Aid \Aid\, n. [F. aide, OF. a["i]de, a["i]e, fr. the verb. See Aid, v. t.] 1. Help; succor; assistance; relief. [1913 Webster] An unconstitutional mode of obtaining aid. --Hallam. [1913 Webster] 2. The person or thing that promotes or helps in something done; a helper; an assistant. [1913 Webster] It is not good that man should be alone; let us make unto him an aid like unto himself. --Tobit viii. 6. [1913 Webster] 3. (Eng. Hist.) A subsidy granted to the king by Parliament; also, an exchequer loan. [1913 Webster] 4. (Feudal Law) A pecuniary tribute paid by a vassal to his lord on special occasions. --Blackstone. [1913 Webster] 5. An aid-de-camp, so called by abbreviation; as, a general's aid. [1913 Webster] Aid prayer (Law), a proceeding by which a defendant beseeches and claims assistance from some one who has a further or more permanent interest in the matter in suit. To pray in aid, to beseech and claim such assistance. [1913 Webster]
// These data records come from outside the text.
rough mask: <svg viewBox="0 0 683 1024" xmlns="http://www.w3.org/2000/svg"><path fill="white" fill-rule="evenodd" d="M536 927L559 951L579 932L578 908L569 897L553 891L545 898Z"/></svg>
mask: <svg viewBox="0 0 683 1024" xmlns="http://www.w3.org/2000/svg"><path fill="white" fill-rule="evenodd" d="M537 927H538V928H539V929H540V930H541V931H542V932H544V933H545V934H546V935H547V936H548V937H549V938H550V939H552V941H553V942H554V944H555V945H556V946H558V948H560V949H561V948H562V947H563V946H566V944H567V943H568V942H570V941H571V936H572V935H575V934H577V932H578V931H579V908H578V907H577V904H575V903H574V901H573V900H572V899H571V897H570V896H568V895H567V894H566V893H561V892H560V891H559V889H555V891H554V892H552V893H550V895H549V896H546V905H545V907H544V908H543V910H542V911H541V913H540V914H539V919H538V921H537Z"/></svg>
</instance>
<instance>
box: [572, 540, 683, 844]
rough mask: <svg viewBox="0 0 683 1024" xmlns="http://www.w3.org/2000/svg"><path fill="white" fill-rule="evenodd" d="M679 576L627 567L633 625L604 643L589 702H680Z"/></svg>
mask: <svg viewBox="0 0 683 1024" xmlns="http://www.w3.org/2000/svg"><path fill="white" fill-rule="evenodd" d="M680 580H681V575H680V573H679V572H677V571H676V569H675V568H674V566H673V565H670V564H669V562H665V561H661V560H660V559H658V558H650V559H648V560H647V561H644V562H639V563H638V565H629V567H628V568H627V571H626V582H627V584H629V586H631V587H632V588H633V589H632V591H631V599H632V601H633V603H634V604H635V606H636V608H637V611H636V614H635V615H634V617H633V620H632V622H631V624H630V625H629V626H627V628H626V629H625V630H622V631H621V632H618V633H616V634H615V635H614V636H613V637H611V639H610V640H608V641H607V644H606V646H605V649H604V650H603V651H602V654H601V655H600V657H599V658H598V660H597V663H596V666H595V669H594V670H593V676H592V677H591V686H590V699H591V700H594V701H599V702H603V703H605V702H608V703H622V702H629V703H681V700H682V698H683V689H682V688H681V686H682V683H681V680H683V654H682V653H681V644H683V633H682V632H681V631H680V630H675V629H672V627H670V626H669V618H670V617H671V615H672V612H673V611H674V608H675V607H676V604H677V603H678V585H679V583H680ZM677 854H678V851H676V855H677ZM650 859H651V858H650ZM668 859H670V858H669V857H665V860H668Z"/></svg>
Bouvier's Law Dictionary, Revised 6th Ed (1856):

AID PRAYER, English law. A petition to the court calling in help from another person who has an interest in the matter in dispute. For example, a tenant for life, by the courtesy or for years, being impleaded, may pray aid of him in reversion; that is, desire the court that he may be called by writ, to allege what he thinks proper for the maintenance of the right of the person calling him, and of his own. F. N. B. 60; Cowel.